With the arrival of new EastEnders executive producer Bryan Kirkwood, it has left many fans wondering if this move to hire him was to make sure that the young character gets more prominence. The news by Thompson last week seems to tie in with the arrival of Kirkwood.
Kirkwood took helm of Channel 4 soap Hollyoaks and turned it back into a credible teatime soap. So with his back history at the teen soap, could the BBC looking for him to inject some of this into EastEnders?
To level it out through the recent online spin off E20 was derived from Diedrick Santer, and that cast have now integrated itself into the main soap.
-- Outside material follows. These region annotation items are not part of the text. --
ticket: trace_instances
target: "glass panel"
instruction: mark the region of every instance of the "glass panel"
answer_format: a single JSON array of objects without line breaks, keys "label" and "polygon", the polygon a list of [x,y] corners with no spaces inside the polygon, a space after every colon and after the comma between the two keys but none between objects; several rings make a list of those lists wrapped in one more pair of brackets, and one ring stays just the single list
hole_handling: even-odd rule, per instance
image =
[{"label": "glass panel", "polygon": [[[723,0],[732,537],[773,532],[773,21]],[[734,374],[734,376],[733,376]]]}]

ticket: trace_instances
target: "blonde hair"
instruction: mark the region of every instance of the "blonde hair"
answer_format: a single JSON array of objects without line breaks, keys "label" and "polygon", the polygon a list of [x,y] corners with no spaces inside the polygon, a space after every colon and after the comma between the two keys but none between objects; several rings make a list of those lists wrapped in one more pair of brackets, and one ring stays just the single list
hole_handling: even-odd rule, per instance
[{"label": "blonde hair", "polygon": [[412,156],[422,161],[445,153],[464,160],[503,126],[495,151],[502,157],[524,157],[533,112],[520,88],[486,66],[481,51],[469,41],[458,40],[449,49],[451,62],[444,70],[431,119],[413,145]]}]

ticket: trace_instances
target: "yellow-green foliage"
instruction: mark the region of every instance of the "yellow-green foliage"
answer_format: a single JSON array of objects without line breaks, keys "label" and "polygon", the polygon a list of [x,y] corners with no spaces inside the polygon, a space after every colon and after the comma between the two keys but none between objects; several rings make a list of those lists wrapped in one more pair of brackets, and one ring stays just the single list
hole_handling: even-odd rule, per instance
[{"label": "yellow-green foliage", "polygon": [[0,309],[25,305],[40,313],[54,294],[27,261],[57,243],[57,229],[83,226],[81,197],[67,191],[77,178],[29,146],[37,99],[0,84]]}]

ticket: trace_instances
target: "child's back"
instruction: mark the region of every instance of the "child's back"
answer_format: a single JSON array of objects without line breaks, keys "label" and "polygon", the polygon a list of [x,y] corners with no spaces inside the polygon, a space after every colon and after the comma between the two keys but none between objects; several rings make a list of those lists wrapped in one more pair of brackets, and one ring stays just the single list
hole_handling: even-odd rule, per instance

The cynic in me is adding up all the dots. The axe of Grange Hill and the turn in CBBC target audience for 6 – 12 year olds left the 12 – 16 year olds in the wilderness. Last year we had the creation of E20 which hit online this year, and then last week the announcement as stated above. I just hope as a fan of EastEnders the show is not ruined because the BBC’s is turning its back on an area which when I was growing up, was pivotal to my social and educational life. As they say, nothing ever stays the same and maybe that is a sign I need to change with the time.
Lynn Swift of ATV Network, who deals with a lot of our soap stories, adds: “Feedback from viewers to our site does suggest an increasing view that EastEnders is focusing on teenagers and quality of script and storyline has withered in the past few years. Instead producers are opting for sensational and visual storylines. Teens appear to be bored by script driven soaps, bored with stories told through speech. There are complaints that scripts are written in written word, rather than spoken word. More worrying the fact actors don’t seem to correct this. There is a place for teen soap, but it seems the family audience of EastEnders don’t believe this is a show that should change to aim towards that market solely.”